Kudu, called after the large African antelope is a new distributed filesystem that was developed by Cloudera and was released to Apache foundation and has recently become a top level project.
Kudu is a columnar storage system that consists of a master server which stores metadata and tablet servers which holds the tablets (the data is organized in tables and each table is divided into tablets that are analogous to blocks in other filesystems). It also supports a primary key for each table which can be a compound key (but secondary indexes are not supported).
Columnar storage can increase data retrieval speed as they can retrieve only the needed columns (unlike row oriented storage where whole rows are retrieved). Additionally, we can apply better compression rates to the data as each column contain data of the same type.
And last note before we begin: as of August 2016, Kudu is still in beta and considered experimental and Cloudera does not offer commercial support for it at this point.
We will not cover the Kudu installation procedure as it is well documented here. Just follow the instructions to install Kudu with Cloudera manager using parcels, which is the easiest way.
Currently Kudu is not fully integrated into the Hadoop ecosystem. It is tightly integrated with Impala, has a weaker integration with Spark and some integration with Hive, but things are dynamic and there is an ongoing work to improve this integration.

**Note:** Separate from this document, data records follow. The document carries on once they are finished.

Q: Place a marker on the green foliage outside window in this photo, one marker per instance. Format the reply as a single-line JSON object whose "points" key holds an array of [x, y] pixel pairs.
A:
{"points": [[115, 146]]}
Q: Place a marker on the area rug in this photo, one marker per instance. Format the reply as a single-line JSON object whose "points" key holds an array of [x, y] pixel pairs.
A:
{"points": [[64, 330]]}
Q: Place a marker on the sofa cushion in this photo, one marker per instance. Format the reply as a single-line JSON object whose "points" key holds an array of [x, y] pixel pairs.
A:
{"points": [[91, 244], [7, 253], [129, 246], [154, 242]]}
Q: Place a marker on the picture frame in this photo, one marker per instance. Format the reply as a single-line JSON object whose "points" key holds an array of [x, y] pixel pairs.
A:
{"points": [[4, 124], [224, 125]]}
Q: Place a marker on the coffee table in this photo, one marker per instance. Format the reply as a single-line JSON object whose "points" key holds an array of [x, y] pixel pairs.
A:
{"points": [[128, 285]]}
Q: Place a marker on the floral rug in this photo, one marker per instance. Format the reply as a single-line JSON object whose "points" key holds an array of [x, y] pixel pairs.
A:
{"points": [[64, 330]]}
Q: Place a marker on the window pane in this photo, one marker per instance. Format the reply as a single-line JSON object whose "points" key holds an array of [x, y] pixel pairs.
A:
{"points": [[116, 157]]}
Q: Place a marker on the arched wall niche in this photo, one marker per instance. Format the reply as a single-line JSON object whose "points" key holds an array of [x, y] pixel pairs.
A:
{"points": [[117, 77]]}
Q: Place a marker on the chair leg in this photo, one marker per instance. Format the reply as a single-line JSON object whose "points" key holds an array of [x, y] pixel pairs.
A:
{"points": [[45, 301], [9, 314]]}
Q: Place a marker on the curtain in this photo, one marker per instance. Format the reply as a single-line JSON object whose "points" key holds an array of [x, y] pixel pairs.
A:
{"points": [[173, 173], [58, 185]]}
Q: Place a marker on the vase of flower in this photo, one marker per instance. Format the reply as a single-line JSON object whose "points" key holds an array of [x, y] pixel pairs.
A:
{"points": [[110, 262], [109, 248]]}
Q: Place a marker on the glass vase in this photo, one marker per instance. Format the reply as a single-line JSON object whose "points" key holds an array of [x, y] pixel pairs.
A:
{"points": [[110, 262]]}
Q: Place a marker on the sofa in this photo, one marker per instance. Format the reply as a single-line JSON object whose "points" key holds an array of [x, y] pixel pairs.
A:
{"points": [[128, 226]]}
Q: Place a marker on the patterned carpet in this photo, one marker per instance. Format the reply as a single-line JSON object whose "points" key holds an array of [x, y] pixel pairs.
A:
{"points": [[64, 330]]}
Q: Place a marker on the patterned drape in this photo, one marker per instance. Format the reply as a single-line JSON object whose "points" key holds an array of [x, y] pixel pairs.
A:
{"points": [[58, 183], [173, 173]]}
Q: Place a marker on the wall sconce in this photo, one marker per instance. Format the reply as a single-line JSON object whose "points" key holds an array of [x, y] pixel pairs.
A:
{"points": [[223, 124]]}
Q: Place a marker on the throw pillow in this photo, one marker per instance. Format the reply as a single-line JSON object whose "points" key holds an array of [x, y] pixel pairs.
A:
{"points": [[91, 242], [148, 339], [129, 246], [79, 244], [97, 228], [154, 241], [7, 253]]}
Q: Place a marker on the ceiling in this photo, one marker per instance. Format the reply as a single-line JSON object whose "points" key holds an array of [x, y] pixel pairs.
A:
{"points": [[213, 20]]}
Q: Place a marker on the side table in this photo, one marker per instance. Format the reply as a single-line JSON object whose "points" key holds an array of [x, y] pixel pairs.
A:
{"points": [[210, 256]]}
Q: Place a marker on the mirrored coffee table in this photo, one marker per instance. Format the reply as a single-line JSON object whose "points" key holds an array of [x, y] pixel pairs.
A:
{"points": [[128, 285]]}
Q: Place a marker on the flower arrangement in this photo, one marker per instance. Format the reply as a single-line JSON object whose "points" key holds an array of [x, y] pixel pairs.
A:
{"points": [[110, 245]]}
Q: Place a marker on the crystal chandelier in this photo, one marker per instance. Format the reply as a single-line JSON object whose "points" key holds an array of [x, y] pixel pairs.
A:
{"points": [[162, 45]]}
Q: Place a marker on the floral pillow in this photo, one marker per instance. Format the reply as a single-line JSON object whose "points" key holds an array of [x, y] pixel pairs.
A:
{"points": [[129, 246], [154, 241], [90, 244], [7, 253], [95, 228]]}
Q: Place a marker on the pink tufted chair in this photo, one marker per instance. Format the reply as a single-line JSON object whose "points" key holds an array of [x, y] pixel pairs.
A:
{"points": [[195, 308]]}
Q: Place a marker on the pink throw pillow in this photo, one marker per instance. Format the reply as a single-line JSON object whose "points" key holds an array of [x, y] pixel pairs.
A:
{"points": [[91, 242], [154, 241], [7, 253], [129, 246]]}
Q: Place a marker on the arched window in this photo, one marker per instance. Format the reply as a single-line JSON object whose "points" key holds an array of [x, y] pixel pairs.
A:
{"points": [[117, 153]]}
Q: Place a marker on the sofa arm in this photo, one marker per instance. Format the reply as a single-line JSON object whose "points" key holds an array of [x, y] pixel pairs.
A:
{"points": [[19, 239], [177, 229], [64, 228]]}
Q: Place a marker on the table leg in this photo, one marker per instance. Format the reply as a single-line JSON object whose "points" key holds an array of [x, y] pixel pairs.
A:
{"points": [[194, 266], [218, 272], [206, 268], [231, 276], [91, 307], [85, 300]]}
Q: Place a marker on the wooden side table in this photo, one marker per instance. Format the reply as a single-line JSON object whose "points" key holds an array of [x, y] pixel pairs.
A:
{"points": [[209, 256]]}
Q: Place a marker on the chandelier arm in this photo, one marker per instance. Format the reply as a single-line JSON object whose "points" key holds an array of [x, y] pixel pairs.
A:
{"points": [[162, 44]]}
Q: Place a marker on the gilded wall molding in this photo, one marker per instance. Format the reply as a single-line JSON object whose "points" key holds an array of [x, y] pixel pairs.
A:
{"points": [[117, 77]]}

For our tests we will use a 30 Million lines sample data file. I have created Three different tables based on this file.
A regular Hive table:
create table sampledata_1 ( seqnum int, value bigint, message string ) row format delimited fields terminated by ',' stored as textfile;
A parquet based table. Parquet is a columnar file format and it will be interesting to compare it to Kudu:
create table sampledata_p ( seqnum int, value bigint, message string ) row format delimited fields terminated by ',' stored as parquet;
The two former tables reside on HDFS, but the last one is a table that resides on Kudu. It also have a primary key on the “seqnum” column:
CREATE TABLE sampledata_k( seqnum int, value bigint, message string ) DISTRIBUTE BY HASH into 5 buckets TBLPROPERTIES( 'storage_handler' = 'com.cloudera.kudu.hive.KuduStorageHandler', 'kudu.table_name' = 'sampledata_k', 'kudu.master_addresses' = 'cloudera1', 'kudu.key_columns' = 'seqnum' );
If you are using regular Impala, this statement will fail with such error:
ERROR: AnalysisException: Syntax error in line 5: distribute by hash (value) into 5 buckets ^ Encountered: IDENTIFIER Expected: CACHED, COMMENT, LOCATION, PARTITIONED, PRODUCED, ROW, STORED, TBLPROPERTIES, UNCACHED, WITH CAUSED BY: Exception: Syntax error
This is because Kudu is not yet well integrated with Impala. You can create the table but without the DISTRIBUTED statement, which is a Kudu specific statement. However, distributing the table is a good idea and to do so we need to install a special version of Impala called Impala-Kudu. It can coexist with the regular Impala and here is the procedure to install it. With this version of Impala I was able to create the table with the DISTRIBUTED option. To load data into the table I just used insert-select from the text table sampledata_1.
So I have three types of tables now: Regular text-based table named sampledata_1, a Parquet table with snappy compression named sampledata_p, and a Kudu table named sampledata_k.
First, I ran a select avg(value) on each of the tables. Impala is blazing fast as it is so the difference is not that evident, but it exists. In this kind of work, Kudu is just a bit before the text table and Parquet outperforms both of them. I would expect Parquet and Kudu to be closer since they both use a similar technology.
Then, I wanted to examine Kudu’s RDBMS style indexing which is unique for this kind of system. So I a query that returns only one column of one row by the table’s primary key. This query should maximize the impact of Kudus indexes and columnar nature:
select * from sampledata_1 where seqnum=29400387;
As expected, this is where Kudu really shines and outperforms both other competitors by far.
You can see the results in the table and chart below:
Kudu execution times (seconds)
|Specific row and column query||Average query|
|Parquet with snappy compression||1.1||1.32|
Kudu is a project at its early life and has a lot of things that can be improved. It is way ahead of the competition when using its index for selecting particular rows, but this kind of queries is not an analytics typical workload. When scanning and aggregating large bulks of data it doesn’t seem to perform better than Parquet based tables. It is not a general purpose storage like HDFS and you cannot upload files to it, it can be used solely for Impala/Hive tables at this time.
I wish it had better integration with Hadoop ecosystem (Hive, Spark). Currently only Impala is fully supported, and you need a special version of Impala too. Some features are mentioned in the documentation but are not supported in real life yet like data compression. I hope those will be added in later releases (it is still in Beta).
There is a non official support for Hive on Kudu in this nice project called Hive-Kudu handler. it is still in early stage so I do not know if it utilizes the whole performance potential, but it does enable accessing Kudu from Hive. I will examine it deeper in a later post. Impala is very fast even with text based tables and the difference is a matter of a second or two. It will be interesting to see how it performs with Hive, where the difference should be more visible.